The authors study the problem of fast and robust data propagation in wireless sensor networks in the presence of obstacles obstructing communication. They survey representative state of the art techniques, such as variations of geographic routing, which is known to scale well, mainly due to its greedy nature and low memory requirements. Still, most of these algorithms are concerned with finding some path, while the optimality of the path is difficult to achieve. Towards improving QoS, and especially latency for time-critical applications, in this chapter, the authors are presenting a novel geographic routing algorithm with obstacle avoidance properties. It aims at finding the optimal path from a source to a destination when some areas of the network are unavailable for routing due to low local density or obstacle presence. It locally and gradually with time (but, as we show, quite fast) evaluates and updates the suitability of the previously used paths and ignores non optimal paths for further routing. The performance comparison to existing state of the art protocols shows that this approach performs much better in terms of path length, thus minimizing latency and space, while introducing low overhead and being energy efficient.
TopIntroduction
Recent advances in micro-electromechanical systems (MEMS) and wireless networking technologies have enabled the development of very small sensing devices called sensor nodes. Unlike traditional sensors that operate in a passive mode, sensor nodes are smart devices with sensing, data-processing and wireless transmission capabilities. Data can thus be collected, processed and shared with neighbors. Sensor nodes are meant to be deployed in large wireless sensor networks instrumenting the physical world. Originally developed for tactical surveillance in military applications, they are expected to find growing importance in civil applications such as building, industrial and home automation, infrastructure monitoring, warehousing and data mining, agriculture and security. Their range of applications makes sensor networks heterogeneous in terms of size, density and hardware capacity. Their great attractiveness follows from the availability of low cost, low power and miniaturized sensor nodes that pervade, instrument and augment the physical world without requiring human intervention: sensor networks are self-organizing, self repairing and highly autonomous. Those properties are implemented by designing protocols addressing the specific requirements of sensor networks.
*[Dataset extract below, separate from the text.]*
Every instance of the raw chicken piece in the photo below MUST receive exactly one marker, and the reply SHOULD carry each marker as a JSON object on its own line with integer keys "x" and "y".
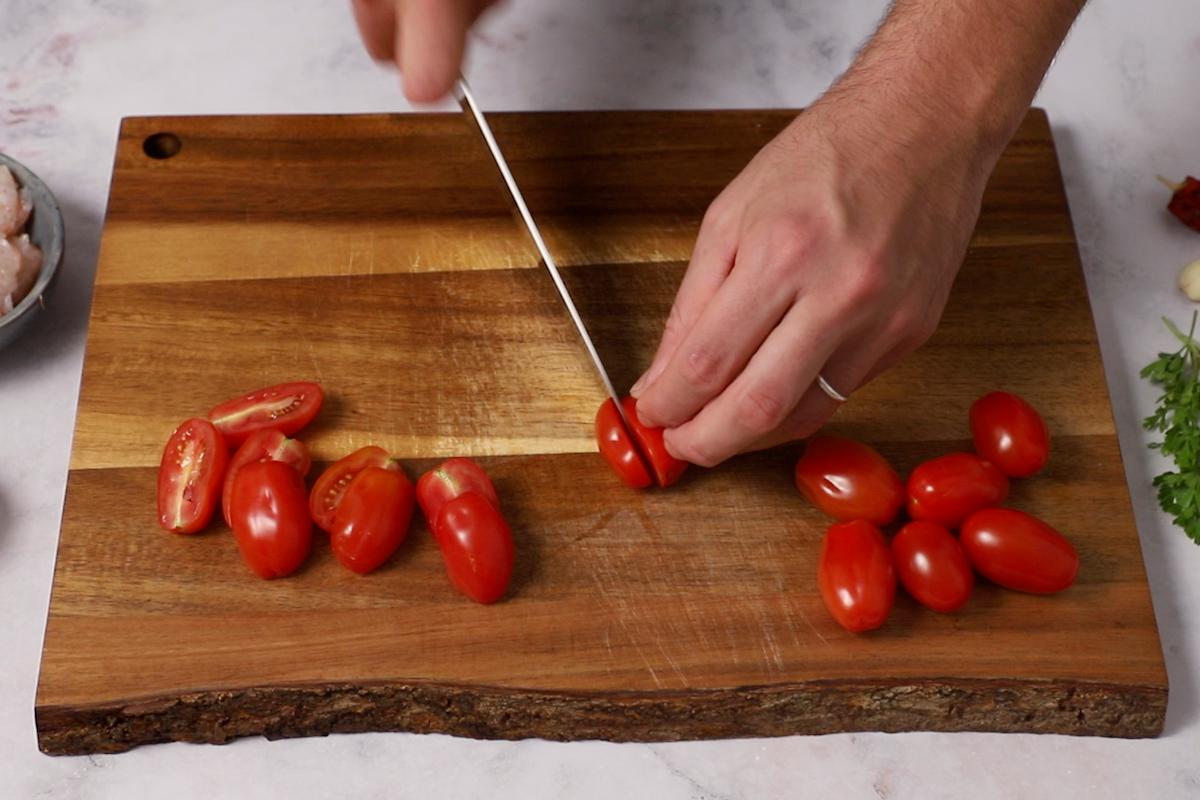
{"x": 21, "y": 260}
{"x": 15, "y": 204}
Common to all sensor net architecture and applications is the need to propagate data inside the network. Almost every scenario implies multi-hop data transmission because of the low power used for radio transmission mostly to limit depletion of the scarce energy resources of battery powered sensor nodes. Needless to say, sensory data exchange is usually done in an environment in which wireless communication and data routing is obstructed, e.g. by walls, narrow corridors, voids due to physical failures of some devices etc. The theme of this chapter is exactly how to efficiently route sensory data in the presence of obstacles.
Computing the shortest path between two nodes in a graph is a problem intensively studied in graph theory. For the geometric domain, where only local information is available and the path is built based on the geographical position of the destination and of the one hop neighbors, a plethora of solutions and applications exists as well. We will consider the behavior of path finding algorithms in the geometric domain, in the case when there are obstacles and local irregularities in the initial network configuration. Because of the severe limitations of sensor network devices and the lack of global network knowledge, our purpose is to find in a distributed manner the shortest path that avoids the obstacles between two points using only local geographical information.
In the context of a global computing approach, our aim is to include wireless nodes in an Internet-based overlay computer in a transparent and efficient way.. We envision diverse interacting wireless elements (mobile users/phones, sensors, robots, actuators), hybrid/hierarchical compositions and heterogeneous wired interconnections. The context is highly dynamic (due to mobility, failures, obstacles), heterogeneous, and the wireless devices are resource-constrained and low-cost. Yet, we come up with algorithmic solutions that are efficient (QoS), robust, secure and easy to manage.
QoS basically refers to fast propagation of sensory data (the low latency challenge), since most applications are time-critical. However, we notice the existence of inherent trade-offs between latency and other crucial performance metrics, mostly energy dissipation. Hence, satisfactory latency vs. energy tradeoffs is crucial, and can be achieved by several methods (and their hybrid combination). Such methods relate to several network layers, including power saving schemes at the individual device level, communication optimization at the routing layer, as well as low additional communication overhead1. In this chapter, we focus on the latter, i.e. our algorithms aim to minimize the number of hops needed to propagate data around obstacles, to both improve latency and energy efficiency, while incurring a small communication overhead.
In our perspective, the Global Computer is in fact the Internet/WEB enhanced by mobile users and embedded sensors. The global network computer is structured in three interacting layers: the P2P (Overlay) Network (where applications are executed on powerful devices that communicate via fixed networks), the Wireless Peers (mobile/resource-limited devices that communicate over wireless mediums) and the Gateway Peers (an intermediate layer for wireless access).